Um uísque -eles tomam o nacional- custa 2 pesos, cerca de US$ 0,60. Um jantar para quatro, num bom restaurante -com entrada, prato principal, duas garrafas de vinho e café- sai 90 pesos, US$ 23. As pessoas bebem vinhos mais baratos -nos supermercados há garrafas de até 2 pesos-, deixaram de lado os produtos mais caros e andam de metrô -o que aliviou enormemente o trânsito. Estão vivendo mais modestamente, mas estão todos na rua.

Traje de gala
Desde a crise, o Teatro Colón, um dos mais lindos da América do Sul, liberou o traje de gala (smoking para os homens e vestido longo para as damas), mas ninguém vai de jeans e tênis. Os homens usam terno escuro e a informalidade não passa daí.

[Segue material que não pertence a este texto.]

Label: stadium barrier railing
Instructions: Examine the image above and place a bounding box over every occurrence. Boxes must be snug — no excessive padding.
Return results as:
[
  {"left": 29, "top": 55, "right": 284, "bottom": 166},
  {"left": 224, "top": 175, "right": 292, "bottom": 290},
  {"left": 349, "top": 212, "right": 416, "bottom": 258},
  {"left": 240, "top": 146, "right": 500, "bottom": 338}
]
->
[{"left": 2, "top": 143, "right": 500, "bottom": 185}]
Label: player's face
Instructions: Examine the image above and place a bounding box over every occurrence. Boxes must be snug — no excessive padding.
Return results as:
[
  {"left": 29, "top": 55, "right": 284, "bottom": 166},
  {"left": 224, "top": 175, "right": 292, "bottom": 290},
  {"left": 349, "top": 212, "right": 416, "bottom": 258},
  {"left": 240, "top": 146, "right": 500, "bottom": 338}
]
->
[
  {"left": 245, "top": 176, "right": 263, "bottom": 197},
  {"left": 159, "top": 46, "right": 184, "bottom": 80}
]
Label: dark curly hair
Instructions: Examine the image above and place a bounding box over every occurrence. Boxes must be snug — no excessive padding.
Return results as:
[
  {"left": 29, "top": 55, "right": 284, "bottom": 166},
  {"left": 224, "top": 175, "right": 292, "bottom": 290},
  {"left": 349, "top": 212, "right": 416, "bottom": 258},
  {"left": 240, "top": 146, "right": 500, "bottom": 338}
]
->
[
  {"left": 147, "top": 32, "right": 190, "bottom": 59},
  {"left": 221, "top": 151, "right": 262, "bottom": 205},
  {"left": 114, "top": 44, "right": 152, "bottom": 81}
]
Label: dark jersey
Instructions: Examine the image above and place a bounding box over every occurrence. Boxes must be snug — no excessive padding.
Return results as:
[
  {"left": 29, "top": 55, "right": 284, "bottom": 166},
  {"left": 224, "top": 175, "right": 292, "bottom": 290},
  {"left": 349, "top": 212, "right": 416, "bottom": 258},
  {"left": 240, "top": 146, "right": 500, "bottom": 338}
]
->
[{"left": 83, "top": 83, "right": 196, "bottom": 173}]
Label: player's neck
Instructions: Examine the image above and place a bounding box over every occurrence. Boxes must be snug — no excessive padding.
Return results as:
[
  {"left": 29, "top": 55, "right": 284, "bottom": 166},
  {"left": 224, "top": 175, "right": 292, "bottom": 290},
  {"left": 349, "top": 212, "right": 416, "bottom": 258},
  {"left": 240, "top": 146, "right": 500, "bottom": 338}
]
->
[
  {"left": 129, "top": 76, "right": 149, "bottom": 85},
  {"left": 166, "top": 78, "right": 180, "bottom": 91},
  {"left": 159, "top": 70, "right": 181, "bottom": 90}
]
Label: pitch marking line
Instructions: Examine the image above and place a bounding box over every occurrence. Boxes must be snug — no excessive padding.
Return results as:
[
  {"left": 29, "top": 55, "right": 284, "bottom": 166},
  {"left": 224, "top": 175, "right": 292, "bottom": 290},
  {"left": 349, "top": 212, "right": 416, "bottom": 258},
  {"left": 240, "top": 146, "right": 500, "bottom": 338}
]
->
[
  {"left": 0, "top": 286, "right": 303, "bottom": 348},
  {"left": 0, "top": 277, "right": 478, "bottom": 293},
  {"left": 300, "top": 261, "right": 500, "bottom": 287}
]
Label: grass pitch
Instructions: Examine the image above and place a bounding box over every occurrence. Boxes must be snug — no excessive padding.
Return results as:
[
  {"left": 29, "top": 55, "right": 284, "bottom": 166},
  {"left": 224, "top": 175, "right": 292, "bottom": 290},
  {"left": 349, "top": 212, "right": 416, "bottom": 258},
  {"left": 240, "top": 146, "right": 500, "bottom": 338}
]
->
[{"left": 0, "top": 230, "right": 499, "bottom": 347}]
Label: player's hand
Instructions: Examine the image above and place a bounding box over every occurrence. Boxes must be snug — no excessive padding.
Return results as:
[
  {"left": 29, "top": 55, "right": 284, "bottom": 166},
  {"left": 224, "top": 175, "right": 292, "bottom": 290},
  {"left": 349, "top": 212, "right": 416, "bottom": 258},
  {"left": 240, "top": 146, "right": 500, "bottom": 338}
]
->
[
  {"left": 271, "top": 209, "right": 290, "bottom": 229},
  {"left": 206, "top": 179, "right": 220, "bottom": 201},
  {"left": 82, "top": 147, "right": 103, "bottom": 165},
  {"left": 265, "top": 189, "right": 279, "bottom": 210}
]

Na avenida Alvear, uma das mais elegantes da cidade, uma imobiliária oferece apartamentos, todos com dois preços: o de antes e o de depois. Um que custava US$ 850 mil está por US$ 500 mil; o de US$ 195 mil, por US$ 105 mil, e um deles começou sendo oferecido por US$ 205 mil, passou para US$ 125 mil e agora está por US$ 89 mil. Todos grandes, alguns imensos, nas melhores áreas da cidade.

Pedinte "chique"
Mudaram as prioridades e o supérfluo não vende, a não ser para os turistas; mas é doloroso ver senhoras e senhores bem vestidos, com seus sapatos de couro -velhos, mas engraxados-, suéter e sobretudo, pedindo, no maior constrangimento, "un peso, por favor". Mas são poucos; muito menos do que nas ruas do Rio ou de São Paulo.
O país não esquece seus ídolos, que continuam os mesmos: Fangio -campeão de automobilismo-, Leguisamo -talvez o mais famoso jóquei do mundo-, Borges, o escritor, Guevara, Evita, Maradona e Gardel, claro (que morreu em 1935).
Os argentinos estão muito simpáticos: ouvi vários declarando que estão torcendo pelo Brasil na Copa -e agradecendo nossa vitória sobre a Inglaterra.
Detalhe: quando cheguei, no sábado de manhã, troquei no aeroporto US$ 130. Com esse dinheiro paguei meus táxis, almocei, jantei, tomei meus vinhos, e quando peguei o avião de volta na tarde de terça-feira ainda tinha dinheiro na carteira.
A Argentina está vivendo um momento de crise, mas seu povo não perdeu o estilo.